U-M Industrial and Operations Engineering (IOE) assistant professor, Jessie Yang, together with associate professor, Carol Menassa and Professor Vineet Kamat of Civil and Environmental Engineering (CEE), has received MCubed funding to create an entirely new end-to-end mobility system for individuals with vision impairments.
The project, led by Menassa of CEE and James Weiland from the School of Medicine, aims to develop a smart mobility system that features assisted navigation, autonomous maneuvering and real-time data integration technologies.
The research team’s approach will integrate visual slam, occupancy grid mapping and feature maps from point clouds along with deep learning to develop the navigation and maneuvering system. This system will rely on sensors placed on the individual and in the surrounding environment, and results from the research will lead to recommendations for both.

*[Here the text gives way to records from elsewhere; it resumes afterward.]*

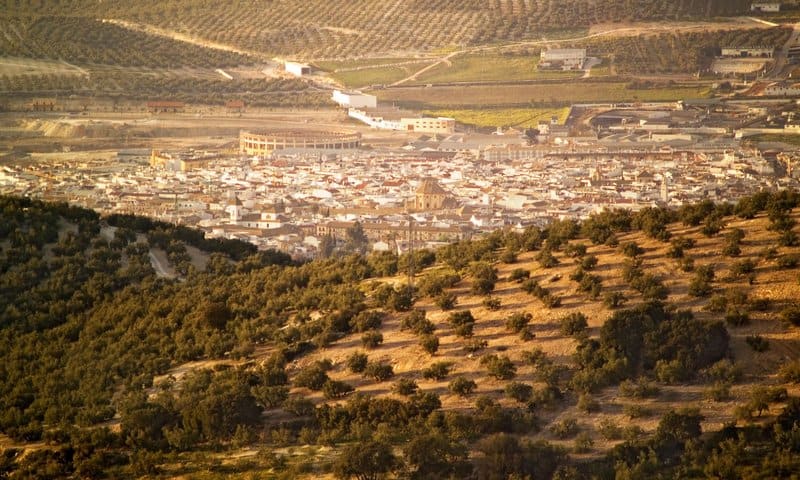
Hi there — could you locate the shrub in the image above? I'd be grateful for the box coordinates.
[622,403,653,418]
[482,297,500,311]
[418,271,461,298]
[725,307,750,327]
[620,242,644,258]
[619,377,660,399]
[433,292,457,310]
[400,310,436,335]
[731,258,756,278]
[392,378,419,396]
[447,377,478,397]
[508,268,531,283]
[347,352,368,373]
[778,360,800,383]
[522,347,548,365]
[564,243,586,258]
[541,293,561,308]
[745,335,769,353]
[603,292,627,309]
[777,253,800,270]
[550,418,578,440]
[464,339,489,353]
[350,310,385,333]
[519,327,536,342]
[500,248,517,265]
[703,359,742,383]
[506,312,533,333]
[419,335,439,355]
[521,278,542,295]
[470,262,497,295]
[561,312,589,335]
[361,330,383,349]
[703,382,731,402]
[578,393,600,413]
[780,304,800,326]
[481,355,517,380]
[447,310,475,327]
[573,432,594,453]
[506,382,533,403]
[293,363,328,390]
[536,249,560,268]
[322,380,353,399]
[579,255,597,271]
[364,362,394,382]
[453,323,475,338]
[422,362,453,380]
[597,418,622,440]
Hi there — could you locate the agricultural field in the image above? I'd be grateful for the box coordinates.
[376,82,710,110]
[579,27,792,75]
[0,0,750,59]
[331,63,434,88]
[406,51,582,84]
[0,68,328,107]
[425,108,569,128]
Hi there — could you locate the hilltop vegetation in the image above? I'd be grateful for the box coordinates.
[0,192,800,479]
[0,0,750,58]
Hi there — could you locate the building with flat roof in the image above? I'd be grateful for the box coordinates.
[539,48,586,70]
[721,47,775,57]
[239,130,361,156]
[750,2,781,12]
[150,150,220,172]
[283,62,311,77]
[331,90,378,108]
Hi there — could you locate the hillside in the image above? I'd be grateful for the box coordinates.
[0,192,800,478]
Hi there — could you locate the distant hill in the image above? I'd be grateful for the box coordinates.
[0,0,750,58]
[0,192,800,479]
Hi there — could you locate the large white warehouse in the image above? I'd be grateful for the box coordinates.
[331,90,378,108]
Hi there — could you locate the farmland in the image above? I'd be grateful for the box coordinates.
[376,82,709,109]
[416,50,582,84]
[425,108,569,128]
[0,0,750,59]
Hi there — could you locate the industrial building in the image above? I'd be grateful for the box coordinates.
[721,47,775,57]
[145,100,186,113]
[150,150,220,172]
[750,2,781,13]
[283,62,311,77]
[347,108,456,134]
[539,48,586,70]
[239,130,361,156]
[331,90,378,108]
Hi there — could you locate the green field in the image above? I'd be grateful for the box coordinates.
[416,54,581,84]
[314,57,428,72]
[377,82,709,110]
[425,108,569,128]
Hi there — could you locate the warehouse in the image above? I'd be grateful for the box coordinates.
[283,62,311,77]
[239,130,361,156]
[539,48,586,70]
[331,90,378,108]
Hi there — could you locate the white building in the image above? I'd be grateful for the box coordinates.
[331,90,378,108]
[539,48,586,70]
[722,47,775,57]
[750,2,781,12]
[283,62,311,77]
[347,108,456,134]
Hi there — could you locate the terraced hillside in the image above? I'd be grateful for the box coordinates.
[0,192,800,479]
[0,0,749,58]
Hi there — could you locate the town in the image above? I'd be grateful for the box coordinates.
[0,91,800,258]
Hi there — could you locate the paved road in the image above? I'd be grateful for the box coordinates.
[764,23,800,80]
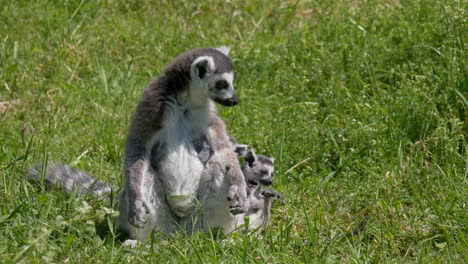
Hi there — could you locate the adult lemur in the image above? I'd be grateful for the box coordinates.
[115,47,248,240]
[30,48,282,240]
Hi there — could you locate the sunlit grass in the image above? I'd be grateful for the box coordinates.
[0,0,468,263]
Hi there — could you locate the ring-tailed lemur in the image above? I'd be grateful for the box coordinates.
[238,150,285,231]
[181,144,284,234]
[119,48,248,240]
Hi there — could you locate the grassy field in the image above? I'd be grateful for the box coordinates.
[0,0,468,263]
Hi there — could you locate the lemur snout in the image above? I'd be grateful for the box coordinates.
[260,179,273,186]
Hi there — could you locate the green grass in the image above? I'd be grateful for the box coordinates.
[0,0,468,263]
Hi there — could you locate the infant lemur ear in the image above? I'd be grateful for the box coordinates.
[191,56,215,79]
[234,144,249,158]
[216,46,231,56]
[244,149,257,167]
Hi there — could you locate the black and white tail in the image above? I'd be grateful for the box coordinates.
[28,161,111,197]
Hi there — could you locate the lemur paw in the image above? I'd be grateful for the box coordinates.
[227,185,249,215]
[128,200,149,228]
[261,189,286,204]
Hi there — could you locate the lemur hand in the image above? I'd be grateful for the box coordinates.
[128,199,149,228]
[227,184,249,215]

To inform the likelihood of the new technology being applied in a real-world setting, working prototypes will be created and evaluated for usefulness and usability, two factors predictive of technology adoption. The prototypes will include a multi-modal interface to provide non-visual orientation and directional cues to the user.
“The success of the proposed assistive technology relies on a good human-machine interface to convey information and to guide the visually impaired,” said Yang. “No matter how accurately the device navigates, if it can’t communicate this information effectively to the user, it won’t be widely adopted. To this end, we will develop and test novel human-machine interface designs to enhance user experience.”
“No matter how accurately the device navigates, if it can't communicate this information effectively to the user, it won't be widely adopted."Jessie Yang. Assistant Professor, U-M Industrial & Operations Engineering
Due to cross-department and other U-M collaboration, including Robin Brewer from the School of Information, researchers for this project can draw on combined expertise in building structures, machine learning, human visual systems, and user experience design.
Mcubed stimulates innovative research and scholarship by distributing real-time seed funding to multi-unit, faculty-led teams. Through this revolutionary research funding program, faculty from at least two different campus units can form a collaborative trio, or “cube.”